Kenya has been put on high alert following the confirmation of plague disease outbreak in Madagascar.
This follows a World Health Organisation (WHO) risk assessment, which classifies Kenya as at “moderate risk of potential spread due to travel interconnection with Madagascar”.
The country is also on alert following the outbreak of the Marburg Virus Disease in neighbouring Uganda, which has killed at least two people, according to WHO.
WHO revealed that between August and October 20, a total of 849 cases of infections and 74 deaths from the plague have been reported in Madagascar. At least 49 healthcare workers have contracted the disease in Madagascar.
There are over 20 weekly flights between Madagascar and Kenya.

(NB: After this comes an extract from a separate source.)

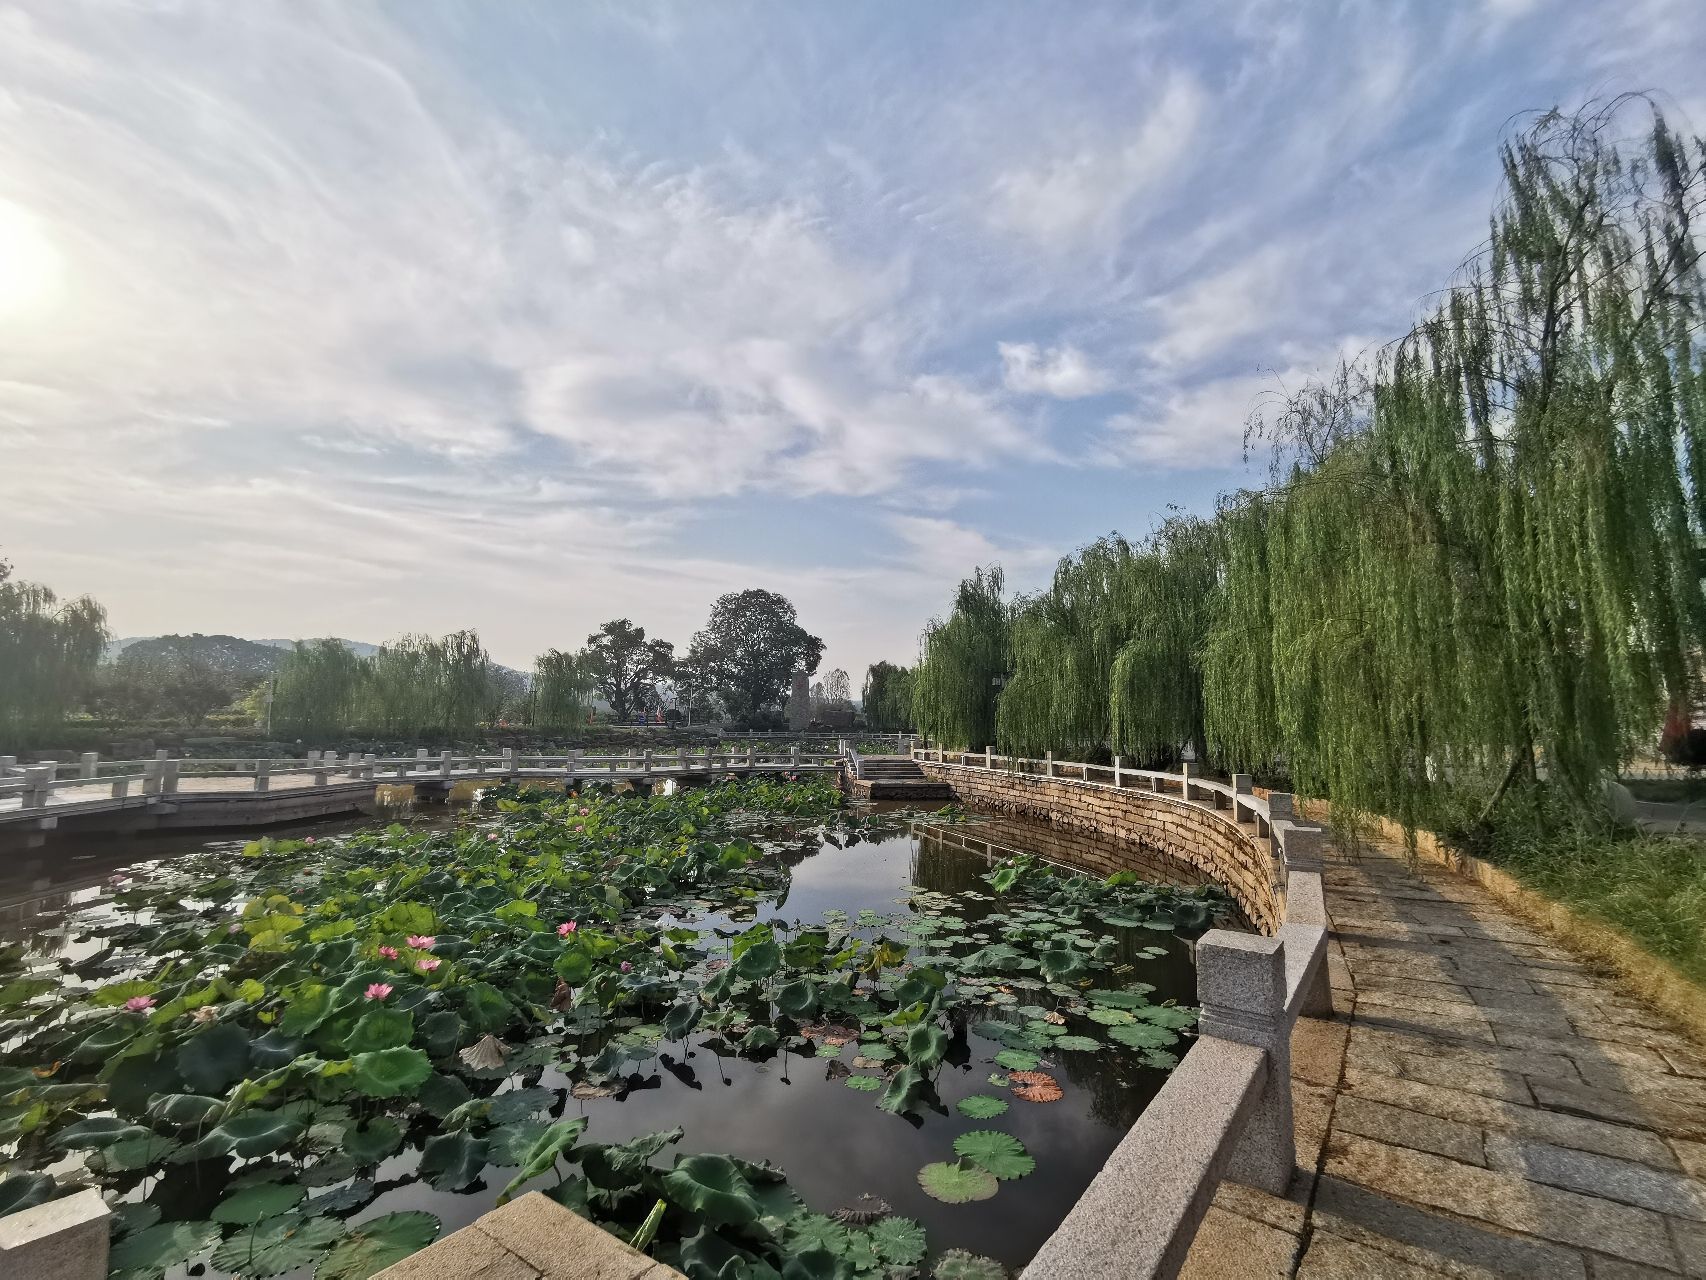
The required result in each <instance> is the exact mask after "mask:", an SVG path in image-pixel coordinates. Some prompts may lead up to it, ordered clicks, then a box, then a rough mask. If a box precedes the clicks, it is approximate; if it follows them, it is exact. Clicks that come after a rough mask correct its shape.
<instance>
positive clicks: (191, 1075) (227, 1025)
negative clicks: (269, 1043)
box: [177, 1022, 249, 1094]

“This increased air travel can facilitate the spread of the disease due to short time taken to travel between the two countries.
"There is also sea transport for both passengers and cargo between Madagascar and Kenya,” said Director of Medical Services Dr Jackson Kioko in a statement.

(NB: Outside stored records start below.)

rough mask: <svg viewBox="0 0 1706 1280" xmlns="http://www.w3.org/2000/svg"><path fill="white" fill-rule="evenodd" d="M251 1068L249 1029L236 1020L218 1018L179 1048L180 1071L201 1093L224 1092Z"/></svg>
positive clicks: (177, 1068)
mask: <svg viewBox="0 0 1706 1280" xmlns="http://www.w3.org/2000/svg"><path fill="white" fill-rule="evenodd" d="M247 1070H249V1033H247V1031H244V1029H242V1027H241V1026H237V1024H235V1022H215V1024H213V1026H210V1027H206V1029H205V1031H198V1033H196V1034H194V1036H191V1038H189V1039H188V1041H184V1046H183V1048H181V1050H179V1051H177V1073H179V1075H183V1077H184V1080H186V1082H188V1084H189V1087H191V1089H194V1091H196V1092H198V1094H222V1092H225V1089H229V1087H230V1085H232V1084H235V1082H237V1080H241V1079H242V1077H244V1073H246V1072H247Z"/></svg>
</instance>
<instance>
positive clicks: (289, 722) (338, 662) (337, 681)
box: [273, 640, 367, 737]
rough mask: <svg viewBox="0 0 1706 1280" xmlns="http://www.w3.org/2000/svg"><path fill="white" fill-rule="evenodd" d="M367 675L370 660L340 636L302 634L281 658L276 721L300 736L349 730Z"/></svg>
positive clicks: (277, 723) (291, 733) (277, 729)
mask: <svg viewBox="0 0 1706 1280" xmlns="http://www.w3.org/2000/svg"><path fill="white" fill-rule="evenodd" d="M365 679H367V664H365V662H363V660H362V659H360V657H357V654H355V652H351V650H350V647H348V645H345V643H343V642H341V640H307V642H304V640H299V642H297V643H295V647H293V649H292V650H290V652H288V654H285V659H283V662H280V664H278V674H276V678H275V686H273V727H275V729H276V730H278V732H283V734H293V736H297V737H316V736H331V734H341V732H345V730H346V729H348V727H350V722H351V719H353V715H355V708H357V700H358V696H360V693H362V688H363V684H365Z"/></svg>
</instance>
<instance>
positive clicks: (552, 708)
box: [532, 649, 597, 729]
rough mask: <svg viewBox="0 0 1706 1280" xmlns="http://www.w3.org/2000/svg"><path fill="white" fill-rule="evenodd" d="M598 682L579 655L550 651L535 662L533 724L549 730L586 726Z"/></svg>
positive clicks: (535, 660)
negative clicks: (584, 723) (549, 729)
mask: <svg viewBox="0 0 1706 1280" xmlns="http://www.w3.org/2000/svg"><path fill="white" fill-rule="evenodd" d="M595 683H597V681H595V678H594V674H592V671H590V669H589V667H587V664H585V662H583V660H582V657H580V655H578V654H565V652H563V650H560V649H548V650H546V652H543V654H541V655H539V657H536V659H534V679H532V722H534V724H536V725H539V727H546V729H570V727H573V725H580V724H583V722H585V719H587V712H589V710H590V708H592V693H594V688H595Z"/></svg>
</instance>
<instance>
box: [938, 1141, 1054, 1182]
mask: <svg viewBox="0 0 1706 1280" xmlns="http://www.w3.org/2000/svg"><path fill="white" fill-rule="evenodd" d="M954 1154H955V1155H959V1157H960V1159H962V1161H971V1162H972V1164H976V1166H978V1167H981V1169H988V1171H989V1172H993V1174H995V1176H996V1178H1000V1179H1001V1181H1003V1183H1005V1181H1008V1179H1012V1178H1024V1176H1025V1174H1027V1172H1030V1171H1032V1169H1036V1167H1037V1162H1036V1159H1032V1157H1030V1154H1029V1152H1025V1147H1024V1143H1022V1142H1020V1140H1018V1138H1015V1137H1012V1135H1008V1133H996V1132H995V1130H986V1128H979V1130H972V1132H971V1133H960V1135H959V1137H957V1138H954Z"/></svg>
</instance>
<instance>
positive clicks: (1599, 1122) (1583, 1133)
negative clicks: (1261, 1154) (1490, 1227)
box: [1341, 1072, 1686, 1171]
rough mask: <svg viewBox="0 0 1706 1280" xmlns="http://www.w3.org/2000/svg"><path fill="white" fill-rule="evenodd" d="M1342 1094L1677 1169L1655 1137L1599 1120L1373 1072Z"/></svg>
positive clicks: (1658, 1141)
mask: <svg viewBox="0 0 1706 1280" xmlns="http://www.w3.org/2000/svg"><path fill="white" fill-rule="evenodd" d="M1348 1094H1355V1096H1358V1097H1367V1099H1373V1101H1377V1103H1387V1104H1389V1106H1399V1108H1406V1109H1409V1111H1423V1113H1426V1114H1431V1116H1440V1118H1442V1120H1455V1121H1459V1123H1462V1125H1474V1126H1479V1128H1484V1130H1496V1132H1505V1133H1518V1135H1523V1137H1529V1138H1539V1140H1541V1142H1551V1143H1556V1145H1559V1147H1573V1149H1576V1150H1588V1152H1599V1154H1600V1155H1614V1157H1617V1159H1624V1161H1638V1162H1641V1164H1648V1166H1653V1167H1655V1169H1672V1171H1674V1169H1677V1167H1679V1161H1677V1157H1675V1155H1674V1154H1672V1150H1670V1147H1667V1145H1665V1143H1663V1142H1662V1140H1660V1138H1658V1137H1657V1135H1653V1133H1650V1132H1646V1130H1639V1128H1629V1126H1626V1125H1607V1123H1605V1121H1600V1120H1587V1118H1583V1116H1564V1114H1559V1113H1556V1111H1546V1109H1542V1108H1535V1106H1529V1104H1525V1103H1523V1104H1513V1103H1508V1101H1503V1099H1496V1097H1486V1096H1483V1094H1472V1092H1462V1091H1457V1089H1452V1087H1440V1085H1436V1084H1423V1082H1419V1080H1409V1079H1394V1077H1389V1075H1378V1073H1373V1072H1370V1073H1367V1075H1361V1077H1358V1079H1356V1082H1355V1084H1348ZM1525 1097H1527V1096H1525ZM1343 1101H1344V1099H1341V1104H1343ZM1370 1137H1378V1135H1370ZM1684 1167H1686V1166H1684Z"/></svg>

WHO reported scaling up its response to the plague outbreak in Madagascar on October 1, after the disease spread to the capital and port towns.
The reported outbreak has been affecting cities and other non-endemic areas in Madagascar since August.
Plague may be transmitted to humans by either of following ways: the bite of infected fleas, direct contact with infected fluids or tissues (either human or other infected animals), and inhalation of infected respiratory droplets.
Plague can be a very severe disease with a case-fatality ratio of 30 per cent to 100 per cent if untreated.
The disease develops within one to seven days after infection and symptoms includes sudden onset of fever, chills, headache, body aches, body weakness, nausea and vomiting.
If diagnosed early, the disease can be cured with antibiotics and supportive care.